Trombone champ makes a hit video game of an unlikely instrument

Over the past week, Trombone Champ has become an unlikely gaming phenomenon, with fans posting clips of their fraught attempts to play the tunes on social media. (Photo: NYTimes)
Backstage at the Royal Festival Hall, one of London’s grandest classical music venues, James Buckle, the bass trombonist for the Philharmonia Orchestra, braced himself to do something he had never done before: play the familiar opening of Beethoven’s Fifth Symphony.اضافة اعلان

Trombone players usually spend most of the symphony waiting in silence at the back of the orchestra, only getting the chance to play in a piece’s final euphoric movement. But thanks to the popular new video game Trombone Champ — a sort of Guitar Hero for brass players — Buckle was having a go at the exhilarating opening, as if he were one of the first violins. “I have to admit I’m a bit excited,” he said.

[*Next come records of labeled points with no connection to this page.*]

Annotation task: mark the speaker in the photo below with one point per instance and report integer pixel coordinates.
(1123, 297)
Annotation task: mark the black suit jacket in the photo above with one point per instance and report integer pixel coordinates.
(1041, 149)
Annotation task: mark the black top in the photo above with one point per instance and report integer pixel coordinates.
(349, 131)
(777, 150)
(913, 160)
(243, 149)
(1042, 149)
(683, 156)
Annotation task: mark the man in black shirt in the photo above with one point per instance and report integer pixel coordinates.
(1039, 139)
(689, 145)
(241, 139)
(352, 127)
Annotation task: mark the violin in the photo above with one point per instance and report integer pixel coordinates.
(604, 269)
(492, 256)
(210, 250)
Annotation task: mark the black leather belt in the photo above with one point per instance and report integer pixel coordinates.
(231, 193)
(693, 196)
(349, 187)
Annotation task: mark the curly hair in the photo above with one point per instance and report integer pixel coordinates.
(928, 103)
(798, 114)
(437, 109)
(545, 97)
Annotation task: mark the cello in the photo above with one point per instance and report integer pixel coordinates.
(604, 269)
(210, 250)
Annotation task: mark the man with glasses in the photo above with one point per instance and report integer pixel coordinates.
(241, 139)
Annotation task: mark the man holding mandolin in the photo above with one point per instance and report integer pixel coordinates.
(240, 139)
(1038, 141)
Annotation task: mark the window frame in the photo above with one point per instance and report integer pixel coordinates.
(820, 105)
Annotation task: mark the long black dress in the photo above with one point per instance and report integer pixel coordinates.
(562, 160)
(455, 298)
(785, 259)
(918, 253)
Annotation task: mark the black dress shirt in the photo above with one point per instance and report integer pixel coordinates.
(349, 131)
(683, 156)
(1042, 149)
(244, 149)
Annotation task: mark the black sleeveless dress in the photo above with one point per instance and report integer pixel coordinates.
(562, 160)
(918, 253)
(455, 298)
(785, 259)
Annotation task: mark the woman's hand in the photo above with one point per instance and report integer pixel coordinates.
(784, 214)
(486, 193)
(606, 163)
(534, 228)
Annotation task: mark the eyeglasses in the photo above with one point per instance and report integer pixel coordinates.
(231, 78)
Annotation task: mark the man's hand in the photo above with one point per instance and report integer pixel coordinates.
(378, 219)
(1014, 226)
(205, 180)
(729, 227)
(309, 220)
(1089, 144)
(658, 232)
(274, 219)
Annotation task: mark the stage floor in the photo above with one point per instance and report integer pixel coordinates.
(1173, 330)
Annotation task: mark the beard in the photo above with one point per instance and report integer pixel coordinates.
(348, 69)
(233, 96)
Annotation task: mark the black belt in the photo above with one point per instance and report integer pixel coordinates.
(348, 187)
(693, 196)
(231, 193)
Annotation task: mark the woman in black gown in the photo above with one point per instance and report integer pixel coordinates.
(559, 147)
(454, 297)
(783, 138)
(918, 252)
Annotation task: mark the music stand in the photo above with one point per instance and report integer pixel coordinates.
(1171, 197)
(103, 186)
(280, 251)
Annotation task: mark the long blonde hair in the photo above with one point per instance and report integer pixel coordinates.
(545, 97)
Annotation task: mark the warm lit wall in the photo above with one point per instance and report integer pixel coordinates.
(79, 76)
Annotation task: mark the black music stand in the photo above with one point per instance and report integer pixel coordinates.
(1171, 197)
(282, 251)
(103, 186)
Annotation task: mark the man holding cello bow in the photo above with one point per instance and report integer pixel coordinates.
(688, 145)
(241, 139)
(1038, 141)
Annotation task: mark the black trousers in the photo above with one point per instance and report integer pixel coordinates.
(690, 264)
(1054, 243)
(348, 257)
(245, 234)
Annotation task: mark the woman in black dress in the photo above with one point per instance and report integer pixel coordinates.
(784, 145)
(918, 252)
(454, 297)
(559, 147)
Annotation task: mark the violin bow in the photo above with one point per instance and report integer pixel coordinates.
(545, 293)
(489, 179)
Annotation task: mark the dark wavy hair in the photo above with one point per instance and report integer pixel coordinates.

Buckle, 29, who gamely agreed to test out Trombone Champ last weekend, gripped a mouse for changing the pitch of the virtual trombone, placing his left hand on the laptop’s space bar, which he would hit to play notes.

Then, the game began. As a flurry of notes flitted across the screen, Buckle desperately tried to keep up. But what came out of the speakers was less a Beethoven masterwork than an out-of-tune mess.

“It sounds like me warming up!” Buckle said.

As the melody ended, Buckle leaned back, grinning. “This is going to sound really sad,” he said, “but it felt genuinely great getting to play that”.

Over the past week, Trombone Champ has become an unlikely gaming phenomenon, with fans posting clips of their fraught attempts to play the tunes on social media.

Over the past week, Trombone Champ has become a surprise phenomenon online, with fans posting clips of their fraught attempts to play Auld Lang Syne, The Star-Spangled Banner, and Richard Strauss’ Also Sprach Zarathustra. Last week, a clip of someone mangling Rossini’s William Tell Overture was retweeted over 40,000 times.

The game has rave reviews. Christopher Livingston, in PC Gamer magazine, called it “a serious game of the year contender” (he said he “wasn’t joking”, if anyone was wondering). A handful of gamers have even built trombone-shaped controllers so they can play like real musicians.

But what do actual trombone players make of it?

Trombone Champ does not take the trombone or trombonists very seriously. It calls players “tromboners”, for a start. Before each song, it displays pseudo-factoids about the trombone (“in England, trombone is spelt troumboune”, reads a typical one). The virtual “tromboner” dances even during serious musical pieces.

But Buckle had only positive feedback. “If it raises awareness or means anyone wants to pick up the trombone, it’s a great thing,” he said.

Trombone Champ is the creation of Dan Vecchitto, a web application designer at Penguin Random House, who makes video games with his wife in his spare time.

Vecchitto, 38, said he came up with the idea four years ago while brainstorming game ideas: “I just got this mental picture of an arcade cabinet with a giant rubber trombone attached,” he said. After realizing that concept would be difficult to execute, Vecchitto set about creating a version where players use a mouse to emulate a trombone’s movements, sliding between notes.

It was immediately clear the game would be a comedy, Vecchitto said, and he took every opportunity to insert jokes.

Vecchitto used to play saxophone in high school bands, but said he had no experience of the trombone. Asked if he had consulted any trombonists while making the game, Vecchitto said, “I meant to,” then laughed.

“I was a little concerned that real trombonists might take offense,” Vecchitto said, “but for the most part they’ve been extremely supportive.”

Vecchitto said he received one negative email from a jazz trombonist telling him the game was disrespectful to the instrument. Otherwise, a host of trombone players have praised it.

Star WWE wrestler Xavier Woods, who plays the trombone in bouts and is also a well-known gamer under the name Austin Creed, said he had unexpectedly ended up playing the game for hours.

The trombone’s joy is its versatility, Creed said: “You can make incredible jazz on it, you can play at Carnegie Hall and the most beautiful sounds will come out of this horn, and then you can play at a kid’s clown birthday and just make everyone giggle.”

British composer Alex Paxton said that clips of Trombone Champ were so full of out-of-tune notes and microtones that they “had all the hallmarks of great experimental music”.

Paxton even tried the game himself. After a few attempts, he appeared to grow weary of following the rules and started waggling the mouse up and down rapidly to create a barrage of noise. Then, the composer grabbed one of his own trombones and tried to play a duet with the game.

Whether Trombone Champ will encourage any “tromboners” to take up the real instrument remains to be seen. At the Royal Festival Hall, Buckle of the Philharmonia invited his colleague violist Joseph Fisher to give it a try. After struggling with trombone Tchaikovsky on the laptop, he was asked if he might switch instruments.

“Not to the trombone,” Fisher said, “but I’m definitely going to get the game.”